350 banks, hundreds of apps and workflows all integrated through common protocol exchanging money instantly right in a guaranteed trusted manner, consumer protected manner. And we will talk about trusts separately.

But these protocols with trust embedded networks can create a hundred X more growth and new innovation possibilities and then a single platform story and that takes us to a universal infrastructure approach rather than a platform centric, more siloed approach.

So, it was very first principal sort of computer scientists like thinking, and people thought we are a little bit wacko, maybe we were wacko, we were thinking crazy, but you know what we were doing anyway, open-source stuff.

you know, we thought, what do you lose? What is the worst case that way?

One year later, we would have thought, hey, you know, this damn thing, we were smoking some stuff and it didn’t work out, you know, but we wouldn’t have lost anything.

But what we saw was hundreds of open-source folks joining. Now we have thousands of them around the world joining the movement to help the protocol in the open source, and then entrepreneurs joining and say, I can use this protocol to do what I thought I’d I know I can’t do otherwise, faster, cheaper. And they’re all coming together.

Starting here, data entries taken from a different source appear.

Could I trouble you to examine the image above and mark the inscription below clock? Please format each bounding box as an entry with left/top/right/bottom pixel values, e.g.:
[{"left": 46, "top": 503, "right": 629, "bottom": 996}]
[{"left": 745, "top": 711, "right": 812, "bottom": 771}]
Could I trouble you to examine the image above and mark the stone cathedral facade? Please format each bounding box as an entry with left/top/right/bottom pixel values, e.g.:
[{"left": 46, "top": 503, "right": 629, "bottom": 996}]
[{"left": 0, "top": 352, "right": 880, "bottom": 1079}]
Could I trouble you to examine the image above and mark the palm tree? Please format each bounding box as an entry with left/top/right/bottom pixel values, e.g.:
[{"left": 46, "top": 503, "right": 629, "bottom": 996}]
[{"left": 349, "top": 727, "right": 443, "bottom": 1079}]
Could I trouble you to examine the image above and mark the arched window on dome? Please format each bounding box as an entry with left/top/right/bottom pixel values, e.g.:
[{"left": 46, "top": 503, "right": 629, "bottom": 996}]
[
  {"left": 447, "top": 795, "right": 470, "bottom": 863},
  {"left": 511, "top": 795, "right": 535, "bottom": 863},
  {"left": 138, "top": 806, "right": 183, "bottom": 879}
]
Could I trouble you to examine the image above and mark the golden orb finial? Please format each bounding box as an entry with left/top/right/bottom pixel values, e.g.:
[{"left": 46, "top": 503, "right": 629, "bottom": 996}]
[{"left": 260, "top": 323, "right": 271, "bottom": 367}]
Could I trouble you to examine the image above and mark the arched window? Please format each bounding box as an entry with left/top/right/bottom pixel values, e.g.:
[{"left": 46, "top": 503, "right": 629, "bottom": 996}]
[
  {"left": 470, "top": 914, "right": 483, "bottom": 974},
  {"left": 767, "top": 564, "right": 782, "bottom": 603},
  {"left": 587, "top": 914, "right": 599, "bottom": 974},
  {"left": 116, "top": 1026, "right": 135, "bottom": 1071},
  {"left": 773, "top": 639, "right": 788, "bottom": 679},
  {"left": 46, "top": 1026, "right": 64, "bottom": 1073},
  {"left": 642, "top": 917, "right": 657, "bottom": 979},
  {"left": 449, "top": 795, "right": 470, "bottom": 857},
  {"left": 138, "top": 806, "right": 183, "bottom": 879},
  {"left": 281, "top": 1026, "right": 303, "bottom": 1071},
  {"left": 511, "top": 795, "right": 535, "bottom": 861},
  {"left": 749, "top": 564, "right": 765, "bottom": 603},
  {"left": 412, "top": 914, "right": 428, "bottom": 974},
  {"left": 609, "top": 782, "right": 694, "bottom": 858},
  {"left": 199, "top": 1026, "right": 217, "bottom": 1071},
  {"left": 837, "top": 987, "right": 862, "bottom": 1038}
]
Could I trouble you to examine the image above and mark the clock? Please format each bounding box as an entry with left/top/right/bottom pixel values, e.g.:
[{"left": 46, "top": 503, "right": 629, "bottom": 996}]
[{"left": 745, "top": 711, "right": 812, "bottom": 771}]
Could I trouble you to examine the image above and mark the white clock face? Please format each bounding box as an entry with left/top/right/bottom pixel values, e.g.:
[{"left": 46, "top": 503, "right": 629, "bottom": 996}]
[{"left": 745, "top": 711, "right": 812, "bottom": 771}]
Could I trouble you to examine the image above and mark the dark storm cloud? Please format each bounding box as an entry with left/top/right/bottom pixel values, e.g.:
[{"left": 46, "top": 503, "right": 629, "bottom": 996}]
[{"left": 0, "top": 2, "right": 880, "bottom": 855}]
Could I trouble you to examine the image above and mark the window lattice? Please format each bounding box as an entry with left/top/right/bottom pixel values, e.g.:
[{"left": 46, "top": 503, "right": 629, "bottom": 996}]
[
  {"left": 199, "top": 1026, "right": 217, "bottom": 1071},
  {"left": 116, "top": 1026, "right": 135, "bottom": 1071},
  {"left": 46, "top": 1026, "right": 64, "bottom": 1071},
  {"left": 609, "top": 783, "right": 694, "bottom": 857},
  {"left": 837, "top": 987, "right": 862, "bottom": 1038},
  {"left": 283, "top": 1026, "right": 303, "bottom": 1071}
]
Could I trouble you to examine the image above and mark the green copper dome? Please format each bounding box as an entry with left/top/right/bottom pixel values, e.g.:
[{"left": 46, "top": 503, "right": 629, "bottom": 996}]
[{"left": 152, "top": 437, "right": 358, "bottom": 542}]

So, we said a maybe we unleashed a next set of values into the ecosystem, private innovation ecosystem. And if the ecosystem likes it, they will run with the ball as long as we keep the protocol open and open source. And that’s what we’ve been doing lastly 4 years and you brilliantly covered in that in the paper you produced. If people are listening to it, you must go back and read that paper.

Satwik Mishra:
So, on open transaction networks, one of the core tenets is interoperability. And we see over the last couple of years this word thrown about a lot. Now it’s suddenly become way more prominent than what it was then when we were working on it five years back, six years back.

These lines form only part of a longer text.